La DARES a publié en avril une étude sur l’évolution des emplois selon leur niveau de qualification : en trente ans, elle observe une forte progression de l’emploi dans les métiers qualifiés et dans certains métiers peu qualifiés des services, et note une différence avec les évolutions constatées aux USA et aux Royaume Uni
La direction de l'animation de la recherche, des études et des statistiques (DARES) du ministère du travail a classé les métiers selon le salaire moyen observé en 1984 et réalisé ensuite une division par quartile selon le critère de la rémunération. Le quartile le plus bas se situait à l’époque en dessous de 5.5 € de l’heure, le plus élevé au-dessus de 8.65 €
Elle a ensuite regardé comment les parts des métiers concernés avaient évolué, ce qui donne le résultat suivant :
|
1982/1984 |
1992/1994 |
1999/2001 |
2010/2012 |
Quartile le plus bas |
24.2 |
21.2 |
21.0 |
20.6 |
2ème quartile |
24.6 |
22.0 |
21.8 |
19.1 |
3ème quartile |
26.0 |
26.9 |
26.1 |
24.3 |
Quartile le plus haut |
25.2 |
29.9 |
31.0 |
36.0 |
Part des deux plus haut quartiles |
51.2 |
56.8 |
57.1 |
60.3 |
Un mot sur la méthode. La DARES a défini une nomenclature des métiers par familles professionnelles avec trois niveaux : le premier compte 21 familles, le second 87 et le troisième 225. Le premier niveau correspond à des secteurs économique (le BTP, la Santé etc.). La répartition pour arriver à 87 familles se fait essentiellement sur des critères de niveau de qualification : ces familles peuvent donc être utilisées pour faire l’étude.
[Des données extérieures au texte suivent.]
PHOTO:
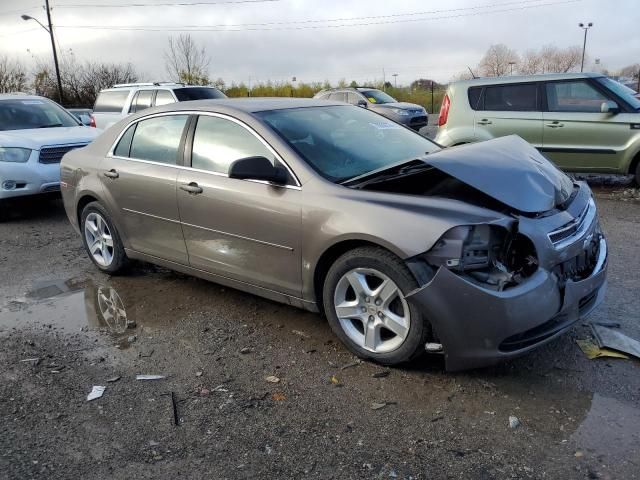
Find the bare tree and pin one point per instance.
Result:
(13, 75)
(81, 83)
(550, 59)
(497, 61)
(186, 62)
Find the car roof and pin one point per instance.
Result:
(247, 105)
(20, 96)
(526, 78)
(155, 85)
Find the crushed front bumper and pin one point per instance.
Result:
(479, 327)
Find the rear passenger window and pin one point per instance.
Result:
(516, 97)
(158, 139)
(164, 97)
(218, 142)
(141, 101)
(111, 101)
(573, 97)
(124, 145)
(474, 97)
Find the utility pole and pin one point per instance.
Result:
(53, 46)
(584, 44)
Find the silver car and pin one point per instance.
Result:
(478, 253)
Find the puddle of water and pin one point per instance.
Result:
(611, 430)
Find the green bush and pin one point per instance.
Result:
(307, 90)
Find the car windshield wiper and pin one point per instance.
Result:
(395, 171)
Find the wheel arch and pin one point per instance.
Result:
(330, 255)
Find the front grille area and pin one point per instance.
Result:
(54, 154)
(574, 227)
(579, 267)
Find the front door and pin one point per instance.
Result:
(577, 136)
(241, 229)
(510, 109)
(139, 180)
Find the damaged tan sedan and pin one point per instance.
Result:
(479, 253)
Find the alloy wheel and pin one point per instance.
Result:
(99, 239)
(372, 310)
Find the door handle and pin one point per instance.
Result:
(112, 173)
(192, 188)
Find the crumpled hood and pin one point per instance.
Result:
(402, 105)
(508, 169)
(34, 138)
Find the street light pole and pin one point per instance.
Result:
(53, 46)
(584, 44)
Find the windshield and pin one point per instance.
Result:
(197, 93)
(343, 142)
(623, 92)
(376, 96)
(22, 114)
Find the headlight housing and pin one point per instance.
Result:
(487, 254)
(14, 154)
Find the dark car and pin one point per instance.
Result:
(409, 114)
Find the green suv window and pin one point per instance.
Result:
(576, 96)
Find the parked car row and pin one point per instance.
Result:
(583, 122)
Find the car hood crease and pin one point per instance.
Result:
(507, 169)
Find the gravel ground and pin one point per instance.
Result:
(326, 416)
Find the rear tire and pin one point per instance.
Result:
(101, 240)
(364, 301)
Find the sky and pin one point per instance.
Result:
(362, 40)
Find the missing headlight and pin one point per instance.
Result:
(486, 254)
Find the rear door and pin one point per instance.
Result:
(139, 180)
(577, 136)
(240, 229)
(507, 109)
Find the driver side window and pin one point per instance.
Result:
(218, 142)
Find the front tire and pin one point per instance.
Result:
(101, 240)
(364, 301)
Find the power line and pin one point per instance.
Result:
(200, 28)
(348, 19)
(166, 4)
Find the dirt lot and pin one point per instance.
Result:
(64, 328)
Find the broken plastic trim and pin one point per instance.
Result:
(489, 255)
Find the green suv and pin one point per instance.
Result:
(584, 122)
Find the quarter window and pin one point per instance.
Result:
(218, 142)
(164, 97)
(516, 97)
(158, 139)
(576, 96)
(111, 101)
(124, 145)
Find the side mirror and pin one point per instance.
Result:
(609, 107)
(257, 168)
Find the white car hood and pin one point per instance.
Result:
(39, 137)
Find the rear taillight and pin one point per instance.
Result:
(444, 111)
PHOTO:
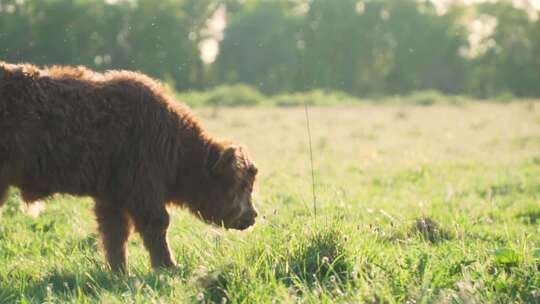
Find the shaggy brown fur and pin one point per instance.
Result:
(118, 138)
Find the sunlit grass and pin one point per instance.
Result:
(442, 215)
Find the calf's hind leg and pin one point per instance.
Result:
(152, 224)
(115, 227)
(3, 191)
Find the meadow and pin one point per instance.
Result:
(415, 204)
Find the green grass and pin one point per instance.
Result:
(446, 215)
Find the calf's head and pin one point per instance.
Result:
(230, 195)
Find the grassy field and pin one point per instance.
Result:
(415, 204)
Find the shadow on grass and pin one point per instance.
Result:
(530, 217)
(429, 230)
(65, 285)
(319, 262)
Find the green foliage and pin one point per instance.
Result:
(234, 95)
(363, 48)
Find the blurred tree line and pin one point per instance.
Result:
(364, 48)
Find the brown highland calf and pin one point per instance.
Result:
(118, 138)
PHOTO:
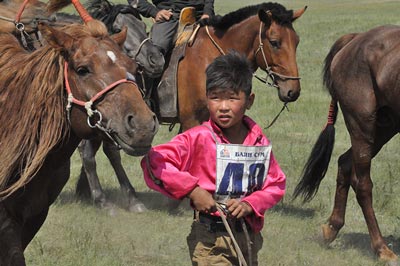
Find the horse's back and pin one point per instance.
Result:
(368, 63)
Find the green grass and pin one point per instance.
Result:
(76, 233)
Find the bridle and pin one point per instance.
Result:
(268, 69)
(89, 104)
(270, 73)
(20, 26)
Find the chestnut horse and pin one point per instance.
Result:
(49, 100)
(264, 33)
(362, 75)
(270, 43)
(151, 62)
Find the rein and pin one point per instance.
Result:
(89, 104)
(242, 261)
(270, 73)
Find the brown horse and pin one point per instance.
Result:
(49, 100)
(23, 22)
(361, 74)
(264, 33)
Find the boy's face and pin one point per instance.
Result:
(228, 107)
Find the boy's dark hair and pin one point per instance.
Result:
(230, 71)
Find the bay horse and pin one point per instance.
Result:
(361, 74)
(151, 62)
(50, 99)
(263, 32)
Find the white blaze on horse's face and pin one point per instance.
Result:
(112, 56)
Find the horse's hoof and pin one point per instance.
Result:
(328, 233)
(385, 254)
(137, 207)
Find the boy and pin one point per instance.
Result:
(226, 160)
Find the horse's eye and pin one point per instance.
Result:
(82, 71)
(275, 44)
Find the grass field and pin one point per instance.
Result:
(77, 233)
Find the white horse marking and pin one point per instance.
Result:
(112, 56)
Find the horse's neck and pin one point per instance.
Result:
(241, 37)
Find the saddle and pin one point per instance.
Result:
(167, 90)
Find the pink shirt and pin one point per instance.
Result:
(189, 160)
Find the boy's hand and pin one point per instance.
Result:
(238, 209)
(202, 200)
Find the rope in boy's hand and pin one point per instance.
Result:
(222, 212)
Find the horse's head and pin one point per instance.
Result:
(103, 97)
(137, 45)
(276, 53)
(32, 12)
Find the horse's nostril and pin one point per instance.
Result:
(130, 122)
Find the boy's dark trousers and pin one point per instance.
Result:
(210, 244)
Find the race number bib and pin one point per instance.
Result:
(240, 170)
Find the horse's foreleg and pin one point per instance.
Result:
(113, 154)
(88, 179)
(363, 152)
(337, 218)
(11, 249)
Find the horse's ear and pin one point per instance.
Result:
(56, 38)
(120, 37)
(265, 16)
(298, 13)
(134, 3)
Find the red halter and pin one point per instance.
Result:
(88, 104)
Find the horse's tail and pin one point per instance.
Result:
(317, 165)
(336, 47)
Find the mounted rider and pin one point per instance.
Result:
(166, 15)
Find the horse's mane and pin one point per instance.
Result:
(32, 107)
(107, 12)
(279, 13)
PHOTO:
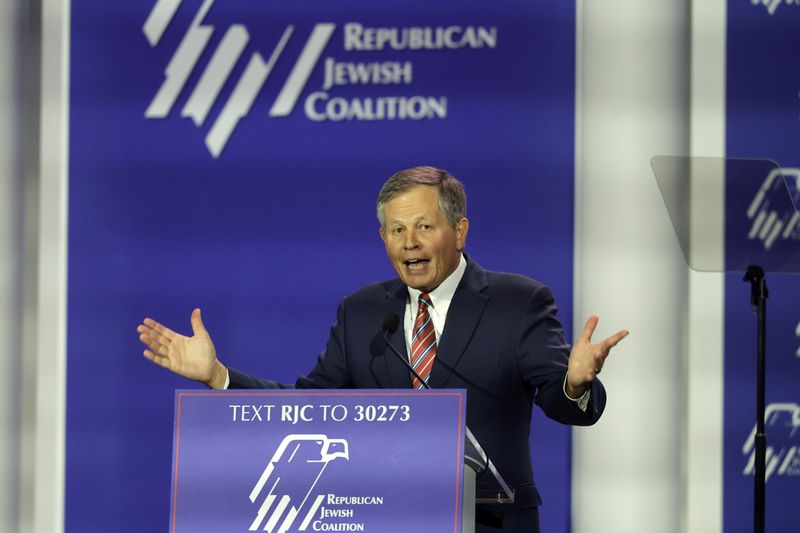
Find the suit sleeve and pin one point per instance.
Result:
(542, 355)
(330, 372)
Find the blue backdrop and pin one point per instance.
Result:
(763, 80)
(262, 213)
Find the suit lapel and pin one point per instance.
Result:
(462, 319)
(395, 302)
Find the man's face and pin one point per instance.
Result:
(423, 248)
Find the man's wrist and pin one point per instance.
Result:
(575, 393)
(219, 376)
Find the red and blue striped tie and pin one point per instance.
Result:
(423, 343)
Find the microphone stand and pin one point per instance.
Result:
(758, 300)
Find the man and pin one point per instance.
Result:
(463, 327)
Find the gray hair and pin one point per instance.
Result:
(452, 199)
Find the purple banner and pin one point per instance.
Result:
(763, 83)
(385, 461)
(227, 155)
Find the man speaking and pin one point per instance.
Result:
(494, 334)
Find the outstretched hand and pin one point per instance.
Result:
(191, 357)
(586, 360)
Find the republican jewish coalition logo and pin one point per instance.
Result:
(797, 334)
(285, 487)
(318, 106)
(769, 223)
(782, 426)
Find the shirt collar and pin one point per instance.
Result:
(442, 295)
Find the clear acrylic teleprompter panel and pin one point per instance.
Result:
(732, 213)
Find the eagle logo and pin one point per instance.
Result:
(286, 484)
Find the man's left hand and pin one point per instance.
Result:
(586, 359)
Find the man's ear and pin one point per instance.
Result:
(462, 228)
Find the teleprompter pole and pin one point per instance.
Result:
(758, 300)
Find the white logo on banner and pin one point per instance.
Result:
(782, 426)
(768, 225)
(772, 5)
(320, 105)
(303, 458)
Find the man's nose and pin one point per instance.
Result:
(411, 242)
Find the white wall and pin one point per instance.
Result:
(633, 103)
(10, 250)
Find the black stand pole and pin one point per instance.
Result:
(758, 299)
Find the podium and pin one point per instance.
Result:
(737, 215)
(378, 461)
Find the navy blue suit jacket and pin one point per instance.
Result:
(502, 342)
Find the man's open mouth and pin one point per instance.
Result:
(416, 264)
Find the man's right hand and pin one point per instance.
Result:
(191, 357)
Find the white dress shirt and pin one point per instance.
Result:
(441, 297)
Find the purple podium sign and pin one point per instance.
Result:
(378, 461)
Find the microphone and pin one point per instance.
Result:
(390, 324)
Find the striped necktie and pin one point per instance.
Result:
(423, 343)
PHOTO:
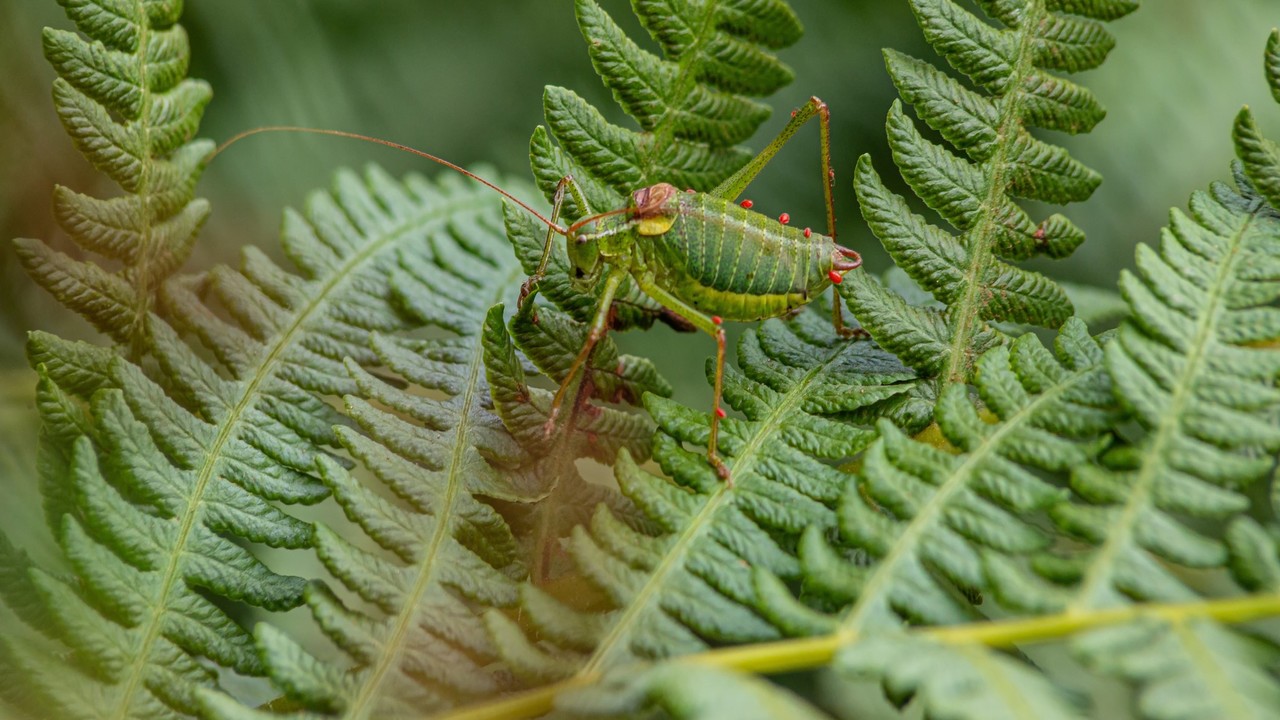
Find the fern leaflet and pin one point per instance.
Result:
(970, 273)
(1184, 368)
(686, 583)
(181, 466)
(126, 101)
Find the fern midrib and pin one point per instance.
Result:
(664, 130)
(141, 273)
(142, 299)
(967, 314)
(366, 701)
(228, 431)
(876, 593)
(675, 559)
(1165, 436)
(983, 660)
(1229, 697)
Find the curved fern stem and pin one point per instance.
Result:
(922, 518)
(791, 655)
(173, 472)
(686, 580)
(124, 100)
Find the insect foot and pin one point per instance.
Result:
(549, 425)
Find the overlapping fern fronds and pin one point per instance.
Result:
(1196, 368)
(1189, 368)
(685, 584)
(1011, 68)
(408, 624)
(206, 456)
(918, 523)
(123, 96)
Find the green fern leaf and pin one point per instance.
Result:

Sur trente ans, le niveau le plus qualifié est passé de 25.2% des emplois à 36.0% donc une augmentation de plus de 10 % de la part dans l’emploi.
On peut observer globalement deux périodes :
Pendant la première, celle des années 80 jusque 1992/1994, les deux quartiles les moins qualifiés perdent chacun entre 2.5 et 3 % de part de l’emploi total. Cette baisse se fait essentiellement au bénéfice du quartile le plus élevé (+4.7%), le gain du troisième quartile étant faible (+0.9%). Cette évolution selon le niveau de qualification se vérifie quand on regarde plus finement par métiers.
Dans les près de 20 ans suivants, la baisse des emplois les moins qualifiés est beaucoup plus limitée, de 0.6% seulement au total. Les emplois les plus qualifiés continuent à fortement augmenter : +6.1% sur la période. Ce sont les catégories intermédiaires que l’on voit baisser : respectivement – 2.6% et – 2.9% pour les deux groupes. Contrairement à ce qui se passe pendant la période précédente, l’analyse plus fine par métiers révèle des comportements différents selon les métiers.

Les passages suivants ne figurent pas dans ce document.